Thursday 31 May 2012

Out with Octrees, in with Hash Tables!

So as I was reading up on Octrees and beginning to implement them and I realized that although they would be great for a world that is more or less square-ish in shape (or you could even use a number of them for longer worlds), for my purposes it's not ideal. The levels I will be building are by nature going to be more elongated, which doesn't seem to be well suited to be used with octrees. So I have decided an easier way to get things done; first of all, all the level segments are contained in a list, what I plan to do is store the indices of the tunnel segments in a hash table using their unique locations in some hashing function (haven't figured it out yet). That way, I could hash everything once before the game starts, and then using the player's location with the hashing function, find out which tunnel segment the player is nearest. From there I have the player's location relative to the list of tunnel segments and can easily check the immediate segment and the one before and after (to take care of the boundary case of collision detection).

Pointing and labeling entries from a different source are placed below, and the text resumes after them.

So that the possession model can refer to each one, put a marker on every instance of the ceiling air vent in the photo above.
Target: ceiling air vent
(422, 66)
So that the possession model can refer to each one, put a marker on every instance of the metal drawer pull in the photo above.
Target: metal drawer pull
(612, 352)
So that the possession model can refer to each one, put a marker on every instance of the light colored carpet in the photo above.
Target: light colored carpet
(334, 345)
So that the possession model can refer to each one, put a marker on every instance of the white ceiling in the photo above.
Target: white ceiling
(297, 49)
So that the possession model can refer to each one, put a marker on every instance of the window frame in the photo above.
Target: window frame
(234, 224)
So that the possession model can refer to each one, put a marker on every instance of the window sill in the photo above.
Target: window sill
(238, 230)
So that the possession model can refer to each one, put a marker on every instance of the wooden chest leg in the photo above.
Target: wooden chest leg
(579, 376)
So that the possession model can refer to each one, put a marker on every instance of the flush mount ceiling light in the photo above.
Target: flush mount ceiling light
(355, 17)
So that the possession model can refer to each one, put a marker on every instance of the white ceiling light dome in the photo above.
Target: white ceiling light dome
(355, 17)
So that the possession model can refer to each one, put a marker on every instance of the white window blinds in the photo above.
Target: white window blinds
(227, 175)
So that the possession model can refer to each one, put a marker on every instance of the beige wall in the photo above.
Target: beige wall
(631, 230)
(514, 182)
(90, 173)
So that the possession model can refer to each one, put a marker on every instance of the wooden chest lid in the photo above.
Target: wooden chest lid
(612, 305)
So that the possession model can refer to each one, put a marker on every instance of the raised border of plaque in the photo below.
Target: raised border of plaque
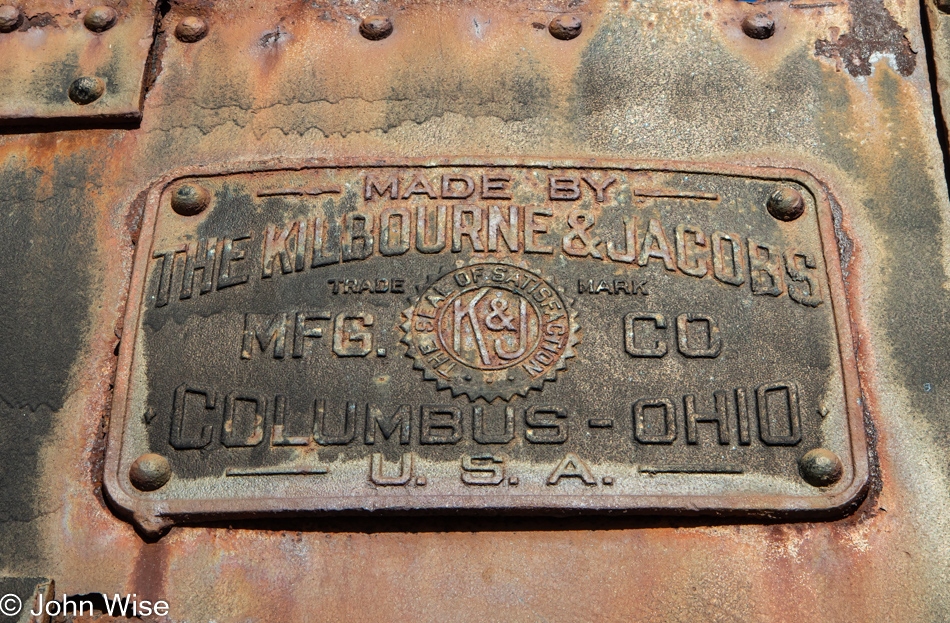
(404, 485)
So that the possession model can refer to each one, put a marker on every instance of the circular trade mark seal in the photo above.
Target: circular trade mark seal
(490, 331)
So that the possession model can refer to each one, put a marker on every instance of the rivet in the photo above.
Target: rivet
(786, 204)
(10, 18)
(820, 467)
(86, 90)
(758, 26)
(565, 27)
(100, 18)
(191, 29)
(376, 27)
(150, 472)
(190, 199)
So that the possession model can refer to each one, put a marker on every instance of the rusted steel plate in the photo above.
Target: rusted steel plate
(485, 336)
(80, 62)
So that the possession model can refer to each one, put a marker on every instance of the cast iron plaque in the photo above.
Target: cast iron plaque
(460, 335)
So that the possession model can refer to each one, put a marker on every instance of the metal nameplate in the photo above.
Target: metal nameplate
(509, 336)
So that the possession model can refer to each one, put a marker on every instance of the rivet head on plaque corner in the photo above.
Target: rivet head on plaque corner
(758, 26)
(191, 29)
(190, 199)
(150, 472)
(786, 204)
(100, 18)
(376, 27)
(86, 90)
(820, 467)
(565, 27)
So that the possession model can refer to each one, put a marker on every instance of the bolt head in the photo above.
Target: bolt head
(758, 26)
(191, 29)
(820, 467)
(150, 472)
(190, 199)
(376, 27)
(565, 27)
(100, 18)
(786, 204)
(86, 90)
(10, 18)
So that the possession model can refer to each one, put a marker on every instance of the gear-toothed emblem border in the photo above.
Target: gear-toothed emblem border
(421, 326)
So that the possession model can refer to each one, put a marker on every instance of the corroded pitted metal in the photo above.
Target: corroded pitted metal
(191, 29)
(10, 18)
(675, 80)
(54, 44)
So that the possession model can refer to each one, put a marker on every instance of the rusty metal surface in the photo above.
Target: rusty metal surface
(643, 80)
(54, 44)
(542, 336)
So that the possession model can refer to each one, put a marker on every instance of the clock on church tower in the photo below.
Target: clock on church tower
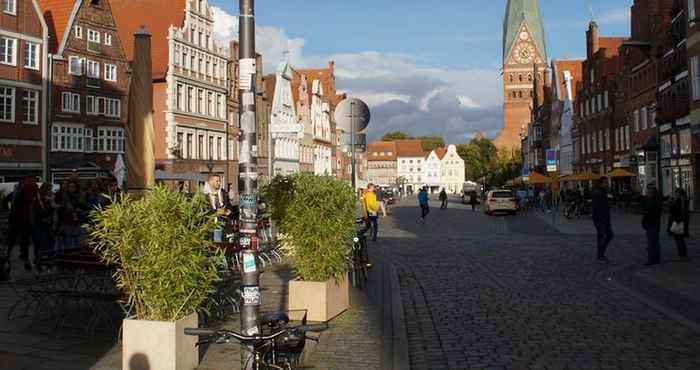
(524, 54)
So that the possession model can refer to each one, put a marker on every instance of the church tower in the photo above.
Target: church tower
(524, 53)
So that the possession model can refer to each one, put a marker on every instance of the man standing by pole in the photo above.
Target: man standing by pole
(248, 171)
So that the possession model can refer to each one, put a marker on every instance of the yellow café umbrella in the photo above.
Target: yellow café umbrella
(620, 173)
(537, 178)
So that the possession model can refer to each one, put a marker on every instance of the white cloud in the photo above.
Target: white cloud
(405, 92)
(614, 16)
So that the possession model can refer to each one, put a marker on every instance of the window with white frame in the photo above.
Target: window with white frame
(67, 137)
(91, 105)
(695, 74)
(31, 55)
(30, 103)
(114, 107)
(8, 51)
(110, 72)
(93, 36)
(75, 65)
(70, 102)
(7, 104)
(691, 12)
(685, 139)
(93, 69)
(110, 140)
(9, 6)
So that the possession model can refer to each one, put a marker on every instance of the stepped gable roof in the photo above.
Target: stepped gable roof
(410, 148)
(57, 13)
(441, 153)
(157, 16)
(385, 151)
(517, 12)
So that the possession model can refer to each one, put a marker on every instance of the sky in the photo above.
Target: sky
(424, 67)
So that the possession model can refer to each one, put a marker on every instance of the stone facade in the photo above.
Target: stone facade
(23, 90)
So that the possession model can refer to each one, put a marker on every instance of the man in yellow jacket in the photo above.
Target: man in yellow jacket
(371, 207)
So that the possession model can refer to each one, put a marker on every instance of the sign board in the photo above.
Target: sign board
(352, 114)
(551, 157)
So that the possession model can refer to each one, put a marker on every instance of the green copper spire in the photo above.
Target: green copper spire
(518, 11)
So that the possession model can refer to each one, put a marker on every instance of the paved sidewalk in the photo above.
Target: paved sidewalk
(354, 340)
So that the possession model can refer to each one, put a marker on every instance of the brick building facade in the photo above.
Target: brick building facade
(23, 90)
(89, 95)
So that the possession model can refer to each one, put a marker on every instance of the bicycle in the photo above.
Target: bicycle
(359, 259)
(279, 350)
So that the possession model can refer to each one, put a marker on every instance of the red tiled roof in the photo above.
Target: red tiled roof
(380, 147)
(441, 153)
(409, 148)
(157, 16)
(56, 13)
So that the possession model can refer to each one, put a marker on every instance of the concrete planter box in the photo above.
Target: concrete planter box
(322, 300)
(163, 345)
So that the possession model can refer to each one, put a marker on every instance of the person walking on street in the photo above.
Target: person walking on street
(601, 217)
(472, 200)
(443, 199)
(42, 225)
(651, 223)
(424, 203)
(678, 223)
(380, 201)
(372, 210)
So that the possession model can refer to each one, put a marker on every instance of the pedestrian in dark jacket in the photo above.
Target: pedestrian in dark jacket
(443, 199)
(679, 216)
(601, 217)
(651, 222)
(42, 224)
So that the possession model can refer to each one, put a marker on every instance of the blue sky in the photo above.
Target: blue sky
(427, 67)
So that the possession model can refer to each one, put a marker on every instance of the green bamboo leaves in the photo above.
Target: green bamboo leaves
(159, 245)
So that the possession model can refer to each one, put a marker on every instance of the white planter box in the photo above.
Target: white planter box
(322, 300)
(159, 345)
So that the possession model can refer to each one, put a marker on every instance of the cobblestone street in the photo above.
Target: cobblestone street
(512, 292)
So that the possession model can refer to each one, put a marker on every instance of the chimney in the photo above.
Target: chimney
(592, 42)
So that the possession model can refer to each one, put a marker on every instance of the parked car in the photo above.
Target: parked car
(502, 200)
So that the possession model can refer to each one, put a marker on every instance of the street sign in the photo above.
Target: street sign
(551, 156)
(352, 115)
(360, 139)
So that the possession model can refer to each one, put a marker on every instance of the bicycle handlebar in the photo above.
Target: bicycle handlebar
(253, 338)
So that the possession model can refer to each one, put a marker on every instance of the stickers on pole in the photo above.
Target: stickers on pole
(246, 72)
(251, 296)
(248, 260)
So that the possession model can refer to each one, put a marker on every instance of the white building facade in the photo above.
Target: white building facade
(321, 123)
(285, 127)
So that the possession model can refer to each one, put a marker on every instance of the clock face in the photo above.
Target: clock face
(524, 53)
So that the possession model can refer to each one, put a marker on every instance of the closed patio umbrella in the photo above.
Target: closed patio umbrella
(140, 158)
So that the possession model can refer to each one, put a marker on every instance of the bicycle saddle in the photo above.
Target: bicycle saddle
(275, 319)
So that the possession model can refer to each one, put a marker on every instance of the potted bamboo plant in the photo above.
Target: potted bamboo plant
(317, 228)
(159, 247)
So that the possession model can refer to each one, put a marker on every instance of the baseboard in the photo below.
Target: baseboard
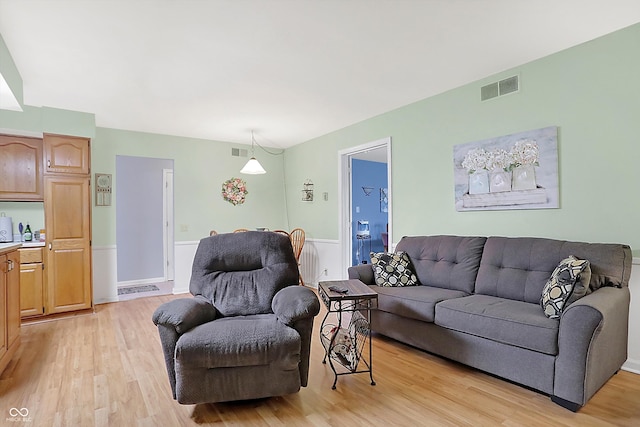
(139, 282)
(632, 366)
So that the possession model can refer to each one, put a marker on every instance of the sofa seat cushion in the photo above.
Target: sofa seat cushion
(502, 320)
(414, 302)
(240, 341)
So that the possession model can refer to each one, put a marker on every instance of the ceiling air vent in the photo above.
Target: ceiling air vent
(503, 87)
(239, 152)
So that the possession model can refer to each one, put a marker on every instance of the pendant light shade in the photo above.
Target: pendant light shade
(253, 167)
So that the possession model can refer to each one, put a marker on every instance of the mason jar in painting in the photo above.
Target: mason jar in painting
(524, 178)
(499, 181)
(478, 182)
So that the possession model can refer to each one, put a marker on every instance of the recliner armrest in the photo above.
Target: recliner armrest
(294, 303)
(185, 313)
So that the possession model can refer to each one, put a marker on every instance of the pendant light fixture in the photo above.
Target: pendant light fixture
(253, 167)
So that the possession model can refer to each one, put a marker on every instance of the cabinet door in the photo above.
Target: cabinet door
(66, 154)
(31, 302)
(68, 258)
(13, 297)
(20, 168)
(4, 268)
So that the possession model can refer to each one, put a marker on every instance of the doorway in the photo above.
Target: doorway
(144, 224)
(355, 246)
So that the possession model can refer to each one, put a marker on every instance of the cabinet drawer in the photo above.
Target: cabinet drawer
(30, 255)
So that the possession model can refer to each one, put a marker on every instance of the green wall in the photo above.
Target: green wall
(200, 168)
(591, 92)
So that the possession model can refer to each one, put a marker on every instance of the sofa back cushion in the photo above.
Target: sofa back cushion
(518, 267)
(449, 262)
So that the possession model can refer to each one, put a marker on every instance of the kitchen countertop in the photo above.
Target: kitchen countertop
(36, 244)
(7, 247)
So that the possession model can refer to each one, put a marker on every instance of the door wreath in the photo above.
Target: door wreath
(234, 191)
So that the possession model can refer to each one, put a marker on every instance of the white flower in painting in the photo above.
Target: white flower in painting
(499, 159)
(475, 160)
(525, 152)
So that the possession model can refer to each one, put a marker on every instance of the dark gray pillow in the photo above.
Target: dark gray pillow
(568, 282)
(393, 269)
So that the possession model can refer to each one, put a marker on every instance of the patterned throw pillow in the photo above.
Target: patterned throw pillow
(393, 269)
(568, 282)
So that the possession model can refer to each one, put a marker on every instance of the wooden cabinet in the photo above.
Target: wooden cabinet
(66, 154)
(9, 306)
(31, 282)
(68, 259)
(54, 169)
(21, 167)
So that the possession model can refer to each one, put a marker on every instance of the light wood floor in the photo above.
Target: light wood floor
(107, 369)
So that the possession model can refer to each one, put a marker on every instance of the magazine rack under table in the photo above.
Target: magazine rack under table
(345, 340)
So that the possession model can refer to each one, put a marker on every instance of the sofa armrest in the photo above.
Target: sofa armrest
(184, 313)
(362, 272)
(592, 344)
(294, 303)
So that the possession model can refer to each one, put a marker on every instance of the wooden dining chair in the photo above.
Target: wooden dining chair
(297, 237)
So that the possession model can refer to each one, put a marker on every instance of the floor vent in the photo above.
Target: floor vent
(239, 152)
(500, 88)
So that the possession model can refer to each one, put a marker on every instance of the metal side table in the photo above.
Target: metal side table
(345, 331)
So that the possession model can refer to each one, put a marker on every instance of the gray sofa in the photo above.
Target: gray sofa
(477, 303)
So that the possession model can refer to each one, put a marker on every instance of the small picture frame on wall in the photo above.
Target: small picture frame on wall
(103, 189)
(384, 200)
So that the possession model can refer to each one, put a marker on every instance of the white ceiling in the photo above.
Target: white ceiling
(292, 70)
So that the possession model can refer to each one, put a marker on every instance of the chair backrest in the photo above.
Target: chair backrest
(240, 273)
(297, 237)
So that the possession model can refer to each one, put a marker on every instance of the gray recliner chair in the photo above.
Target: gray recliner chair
(246, 333)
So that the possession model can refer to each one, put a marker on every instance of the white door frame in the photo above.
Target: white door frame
(167, 221)
(344, 198)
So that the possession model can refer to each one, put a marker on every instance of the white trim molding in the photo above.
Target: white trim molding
(633, 346)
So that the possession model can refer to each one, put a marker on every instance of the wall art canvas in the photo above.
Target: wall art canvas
(518, 171)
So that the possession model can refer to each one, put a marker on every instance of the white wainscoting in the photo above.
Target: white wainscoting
(105, 274)
(320, 261)
(184, 252)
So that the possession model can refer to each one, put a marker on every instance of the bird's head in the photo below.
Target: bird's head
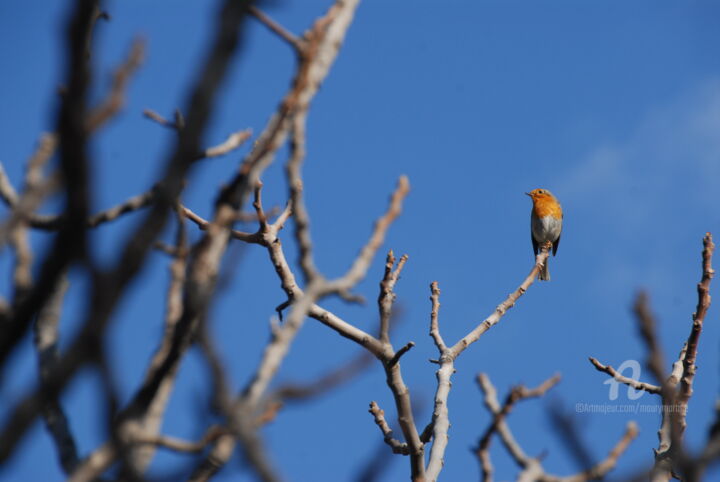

It may not be the most space efficient (to ensure I don't get too many clusters, I may need to increase the size of the hash table if I can't figure out a better hashing function) but that is why I limited the hash table to hold only the indices, therefore only integer values. I could even use a smaller data type since I won't have nearly as many segments as an integer could represent. All the computations for the tunnel segments are done offline and only any objects that are dynamic will recalculate their hashing values online.

Overall I'm feeling pretty good about this method, the implementation is very simple, it should work great, all I need to do is spend the time to figure out a quality hashing function.